Elon Computing Sciences

Augmented Collection of Code-Level Metrics for the Debian Package Repository

Presentation at Elon Student Undergraduate Research Forum, Spring 2011

Carter Kozak (Dr. Megan Squire) Department of Computing Sciences

In this presentation, I will describe open source software and its importance, as well as a new process to collect, calculate, and distribute interesting software engineering metrics for all the packages in the standard Debian GNU/Linux installation.
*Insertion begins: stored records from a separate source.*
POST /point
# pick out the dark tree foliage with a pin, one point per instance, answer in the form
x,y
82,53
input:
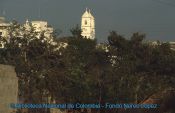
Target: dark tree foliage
x,y
121,71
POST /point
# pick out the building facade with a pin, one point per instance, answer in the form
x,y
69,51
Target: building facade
x,y
88,25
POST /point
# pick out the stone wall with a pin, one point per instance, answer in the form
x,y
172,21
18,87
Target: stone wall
x,y
8,88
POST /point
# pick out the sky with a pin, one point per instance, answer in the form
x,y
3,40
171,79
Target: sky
x,y
155,18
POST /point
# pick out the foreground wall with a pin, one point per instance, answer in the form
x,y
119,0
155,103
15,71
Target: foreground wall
x,y
8,88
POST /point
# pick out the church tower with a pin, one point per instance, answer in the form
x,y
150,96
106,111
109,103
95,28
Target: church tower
x,y
88,25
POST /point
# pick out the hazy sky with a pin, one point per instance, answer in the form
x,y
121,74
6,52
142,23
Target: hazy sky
x,y
156,18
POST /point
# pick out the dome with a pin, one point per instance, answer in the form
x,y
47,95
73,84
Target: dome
x,y
86,14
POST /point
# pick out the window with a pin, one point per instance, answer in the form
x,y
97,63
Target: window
x,y
85,22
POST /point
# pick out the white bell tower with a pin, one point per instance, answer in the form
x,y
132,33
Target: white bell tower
x,y
88,25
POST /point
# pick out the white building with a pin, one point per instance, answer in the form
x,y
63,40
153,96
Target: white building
x,y
88,25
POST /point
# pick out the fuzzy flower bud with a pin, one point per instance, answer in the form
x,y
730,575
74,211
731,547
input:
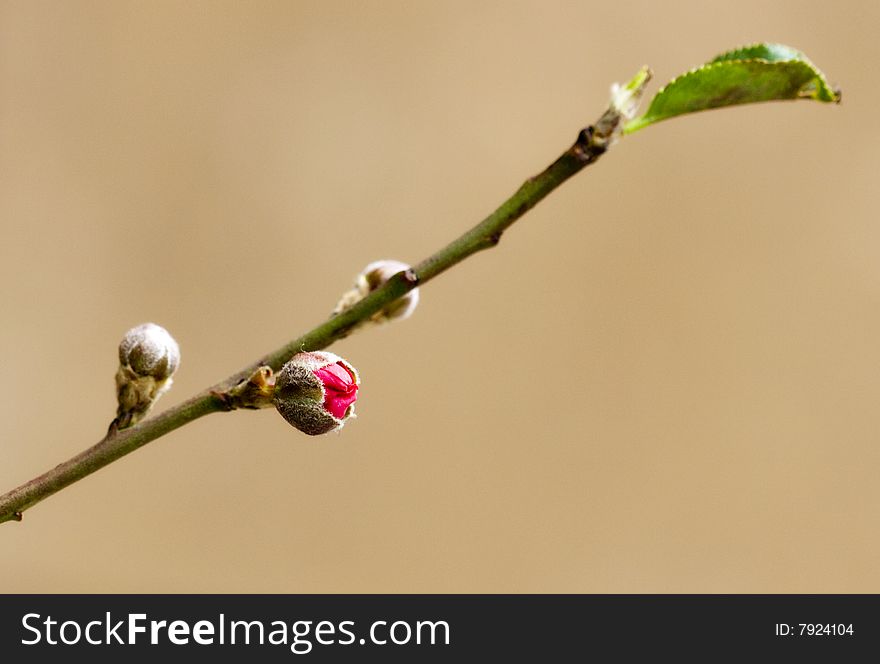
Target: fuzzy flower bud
x,y
316,392
148,358
372,277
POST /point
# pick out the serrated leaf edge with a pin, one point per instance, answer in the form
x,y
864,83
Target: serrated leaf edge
x,y
644,120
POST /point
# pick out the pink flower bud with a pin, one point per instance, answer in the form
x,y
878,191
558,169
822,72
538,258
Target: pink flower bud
x,y
316,392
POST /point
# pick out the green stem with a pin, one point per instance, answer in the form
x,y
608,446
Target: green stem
x,y
589,146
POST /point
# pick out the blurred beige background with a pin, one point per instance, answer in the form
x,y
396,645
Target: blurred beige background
x,y
665,379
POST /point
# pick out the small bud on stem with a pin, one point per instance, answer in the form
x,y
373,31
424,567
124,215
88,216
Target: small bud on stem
x,y
315,392
372,277
148,358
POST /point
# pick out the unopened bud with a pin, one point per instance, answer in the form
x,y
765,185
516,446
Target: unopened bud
x,y
316,392
148,358
372,277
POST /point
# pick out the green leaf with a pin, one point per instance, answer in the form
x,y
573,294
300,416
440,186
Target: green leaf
x,y
755,73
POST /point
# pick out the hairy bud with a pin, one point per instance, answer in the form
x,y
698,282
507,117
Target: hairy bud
x,y
372,277
315,392
148,358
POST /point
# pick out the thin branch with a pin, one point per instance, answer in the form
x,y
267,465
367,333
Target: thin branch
x,y
591,143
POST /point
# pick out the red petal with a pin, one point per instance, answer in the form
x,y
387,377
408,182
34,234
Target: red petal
x,y
340,390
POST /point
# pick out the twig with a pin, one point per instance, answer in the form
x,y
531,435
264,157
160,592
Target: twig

Our method replicates and extends previous work done by other groups studying free and open source software systems (FLOSS) in three important ways. First, although there have been other previous studies that attempted to collect a large set of code-level metrics for a small set of projects, and there have been studies that generated a small set of metrics for the large Debian codebase, our project does both: we generate a larger set of metrics for the entire set of Debian packages. Second, our integration of new Debian metadata and additional code-level metrics not gathered before adds several additional layers for exploration. Finally, and most importantly, because we integrate our collection and analysis process into the automated FLOSSmole data store, we ensure timely, repeatable, and very easy replication and analysis by other groups.

Thus our collection activity will continue in an automated fashion, and be freely accessible to any interested research group. After outlining our process, we discuss a few observations about the data and present some opportunity for further research.